A prestigious UK medical university will be set up in Gozo in an €200million investment that will see the Gozo General and St Luke’s hospitals refurbished to standards on par with, or even better than, Mater Dei”, Prime Minister Joseph Muscat said on #TimesTalk this evening.

He was speaking during a head-to-head debate with Dr Busuttil in which the two also fielded a set of four quick-fire questions that produced a few nuggets for political analysts.

The Prime Minister admitted his attempted pushback of migrants to Libya in 2013 was a mistake. Asked whether he would resign if he lost the next general election, Dr Busuttil said it “depends on the result”.

The announcement on the hospital - which the Prime Minister first alluded to in a political activity on Sunday - came as a response to a comment from the Opposition leader, who questioned whether the government was targeting any new sectors.

“We will be solving the problem of a shortage of  beds and patients in corridors. We will be ensuring healthcare and the education of healthcare professionals remains as good as ever and free,” he announced on Times Talk this evening.

“We will also be ensuring workers retain their jobs. That, Opposition leader is how we plan to bring investment to the economy,” Dr Muscat said, replying to a comment by Simon Busuttil.

The agreement will see the opening of a branch of the Barts medical school in Malta and Gozo.

The programme also saw the government being assessed by independent political commentators Martin Scicluna and Michael Briguglio, who were asked to review the government’s performance in different sectors.

Their analysis, given separately in pre-recorded clips, was very similar. On the environment and Malta Taghna Ilkoll, the government’s pre electoral to be more meritocratic than any government before it, the pair was scathing.

Mr Scicluna, a former President of Din L-Art Helwa, gave the government zero out of ten on the environment and one out of ten on Malta Taghna Ilkoll. Dr Briguglio followed with three out of ten on the environment and four out of ten on the latter subject.

They were more generous on  energy, finances and the economy where the government scored between six and eight.

The debate was overall civil but at one point, the gloves came off, after Dr Busuttil suggested his political rival got bribed.

The trigger came from a play by Dr Muscat on the statement made Dr Busuttil before the general election in which he predicted that the country might be forced to ask for a bailout should Labour be elected.

“I think what he wanted was a bailout for his party,” Dr Muscat said.
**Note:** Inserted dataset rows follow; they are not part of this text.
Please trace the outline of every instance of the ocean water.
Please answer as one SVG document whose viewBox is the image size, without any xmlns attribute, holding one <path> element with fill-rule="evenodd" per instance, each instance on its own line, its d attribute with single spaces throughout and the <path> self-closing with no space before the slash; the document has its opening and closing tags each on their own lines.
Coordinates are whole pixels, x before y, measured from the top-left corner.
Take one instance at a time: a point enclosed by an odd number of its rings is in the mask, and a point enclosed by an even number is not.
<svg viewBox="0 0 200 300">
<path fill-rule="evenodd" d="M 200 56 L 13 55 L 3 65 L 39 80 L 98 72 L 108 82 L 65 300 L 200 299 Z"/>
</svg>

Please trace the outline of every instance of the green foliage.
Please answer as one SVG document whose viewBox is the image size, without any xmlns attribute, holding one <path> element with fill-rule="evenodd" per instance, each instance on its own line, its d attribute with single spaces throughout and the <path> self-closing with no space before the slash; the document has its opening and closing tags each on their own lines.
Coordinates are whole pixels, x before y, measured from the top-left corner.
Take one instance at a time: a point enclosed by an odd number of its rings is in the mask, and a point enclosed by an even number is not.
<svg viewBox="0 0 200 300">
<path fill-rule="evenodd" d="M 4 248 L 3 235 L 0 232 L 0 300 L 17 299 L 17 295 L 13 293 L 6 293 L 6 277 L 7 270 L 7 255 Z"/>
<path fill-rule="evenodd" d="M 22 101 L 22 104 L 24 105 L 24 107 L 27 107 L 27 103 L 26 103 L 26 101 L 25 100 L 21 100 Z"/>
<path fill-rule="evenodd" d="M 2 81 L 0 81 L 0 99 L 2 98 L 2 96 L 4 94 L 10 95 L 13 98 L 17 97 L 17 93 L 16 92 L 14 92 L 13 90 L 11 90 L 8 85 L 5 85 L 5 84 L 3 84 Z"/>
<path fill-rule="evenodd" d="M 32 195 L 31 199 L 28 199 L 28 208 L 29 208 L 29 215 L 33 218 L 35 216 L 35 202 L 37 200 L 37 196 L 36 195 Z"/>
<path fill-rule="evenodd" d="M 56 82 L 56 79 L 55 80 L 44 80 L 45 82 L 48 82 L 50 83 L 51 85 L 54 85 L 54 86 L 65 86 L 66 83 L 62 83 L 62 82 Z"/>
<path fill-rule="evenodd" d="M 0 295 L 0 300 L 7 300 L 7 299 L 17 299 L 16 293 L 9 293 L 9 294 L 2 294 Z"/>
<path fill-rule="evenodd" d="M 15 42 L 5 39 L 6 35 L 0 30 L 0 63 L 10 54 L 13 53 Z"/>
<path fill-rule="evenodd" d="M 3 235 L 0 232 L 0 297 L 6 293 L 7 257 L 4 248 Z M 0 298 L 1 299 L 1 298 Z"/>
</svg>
The retort was quick. “That’s because we don’t get bribed,” fired back Dr Busuttil.

At this point the Prime Minister asked if Dr Busuttil was suggesting that he got bribed and Dr Busuttil again retorted in no time. “Of course”.

He quickly qualified the comment saying the damning report of the Auditor General into the government’s decision to buy back the lease of the Café Premier for €4.2 million raised this sort of suspicion. However, the Prime Minister at that point had already gone on the attack, saying the statement was unacceptable and that his opponent had reached new depths.

Dr Busuttil also raised the government’s trip to Azerbaijan in December, when the Prime Minister, his close aides and Energy Minister Konrad Mizzi signed a Memorandum of Understanding with the country’s regime during an unannounced visit. However, the Prime Minister rebutted with a disclosure saying “consultants close to” Dr Busuttil had lobbied the government to take a stand on an issue that affected their clients, who are close to the Azeri government.

Dr Muscat said there was nothing underhanded about their request but he argued that he used the example to point out that doing business with the regime was not the scandal made out to be by the Opposition leader.

The Prime Minister did not name the consultants, even when asked to and Dr Busuttil said he had no idea what the Prime Minister was talking about.